The present study has limitations. First, we did not enter optimized constants into the IOL power formulas, but this would have been impossible given the great number of IOL models and instruments used by several ophthalmologists for this study. Second, we calculated IOL power using the double-K versions of the SRK/T formula and, in selected cases, the Holladay 1 and Hoffer Q formulas; different results might have been obtained with the Haigis formula,45 which calculates the effective lens position without being influenced by the postoperative corneal power.
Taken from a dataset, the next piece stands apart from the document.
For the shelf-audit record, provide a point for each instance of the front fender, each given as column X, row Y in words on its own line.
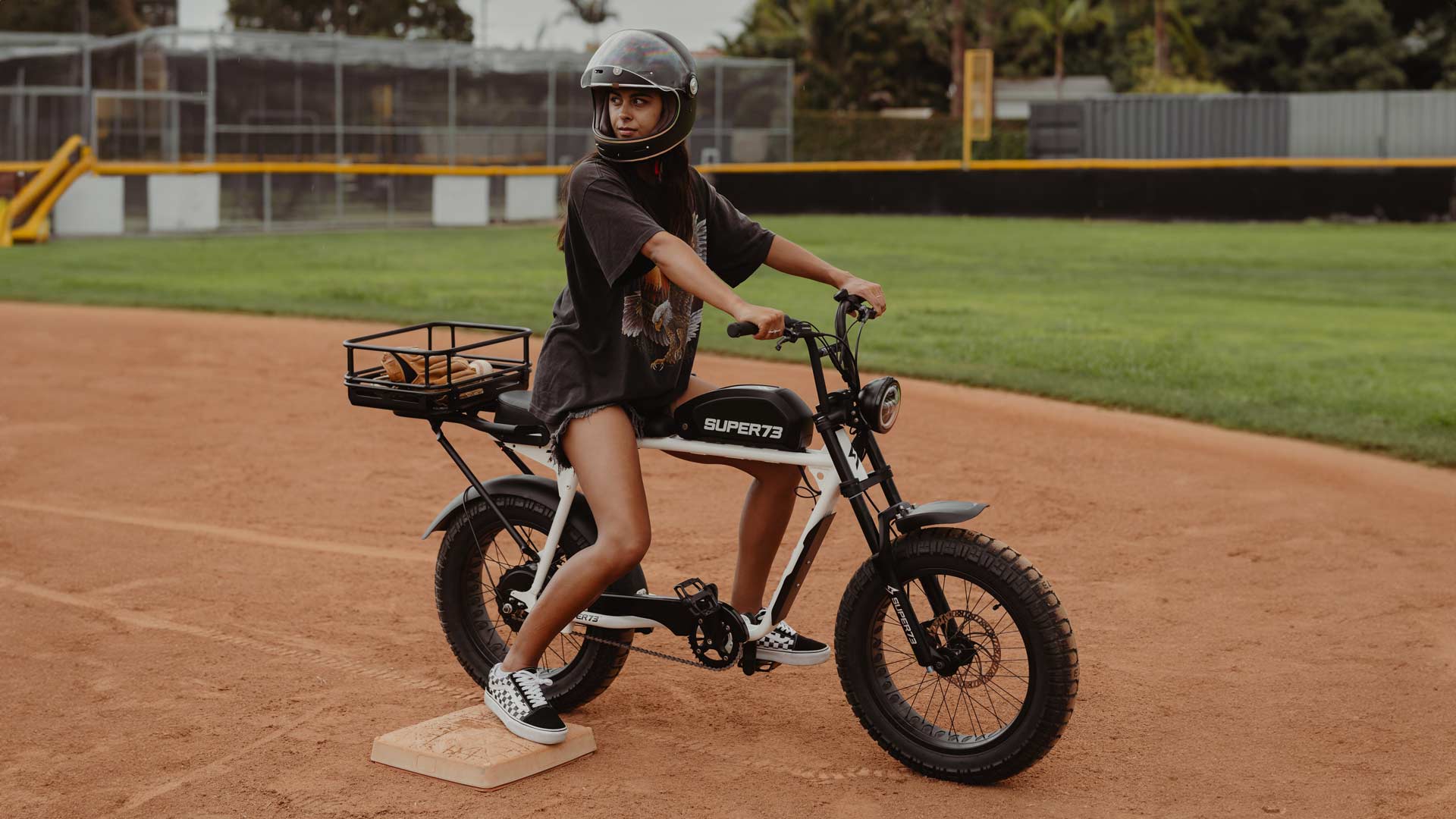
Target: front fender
column 940, row 512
Third, when calculating the post-refractive surgery corneal power, we did not include many methods requiring specific instrumentation, such as the equivalent K reading, the modified double-K method, and the BESSt formula used with the Pentacam,27,30,31 the Haigis-L formula of the IOLMaster,29 the Galilei Total Corneal Power, the Orbscan Total Axial and Optical Power,28 or the methods described by Wang, Maloney28 and Awwad (equation 1).15 Nor did we investigate the accuracy of the C-concept developed by Olsen.46
In conclusion, we demonstrated that currently available methods to calculate IOL power after myopic excimer laser surgery can achieve results with accuracy equivalent to that obtained in unoperated eyes without relying on sophisticated technology.
What Was Known
- Previous data from a small sample of eyes (n = 28) showed that when the preoperative corneal power and refractive change are known, the Seitz/Speicher/Savini, Seitz/Speicher, Savini, Masket, and Shammas methods provide the best results in IOL power calculation.
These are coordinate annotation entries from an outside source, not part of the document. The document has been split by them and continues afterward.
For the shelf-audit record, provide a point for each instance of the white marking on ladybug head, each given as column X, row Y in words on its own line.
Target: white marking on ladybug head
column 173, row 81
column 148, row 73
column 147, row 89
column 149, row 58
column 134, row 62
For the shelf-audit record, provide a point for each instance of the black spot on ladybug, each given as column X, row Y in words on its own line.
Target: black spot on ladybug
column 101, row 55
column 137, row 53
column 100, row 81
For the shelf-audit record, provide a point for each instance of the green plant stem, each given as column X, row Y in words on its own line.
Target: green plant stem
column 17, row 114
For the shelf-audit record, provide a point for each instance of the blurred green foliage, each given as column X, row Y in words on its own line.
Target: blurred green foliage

- When preoperative corneal power is unknown, the lowest MAEs are obtained with the methods by Masket, Savini, and Seitz/Speicher/Savini. No results were available for eyes with no perioperative data. The percentage of eyes whose refraction was within ±0.50 D of the predicted value was not calculated.
What This Paper Adds
- Data on a larger sample (n = 70) revealed that in patients having cataract surgery after myopic excimer laser, a refraction within ±0.50 D of the predicted value can be obtained in more than 70% of eyes in all study groups.
- The methods by Savini, Seitz/Speicher, and Masket are the most accurate when the preoperative corneal power and refractive change are known.
- The method by Seitz/Speicher is the most accurate when the preoperative corneal power is known and the refractive change is uncertain.
- The method by Masket is the most accurate when the preoperative corneal power is unavailable and the refractive change is known.
- The method by Shammas is the most accurate when neither the preoperative corneal power not the refractive change are known.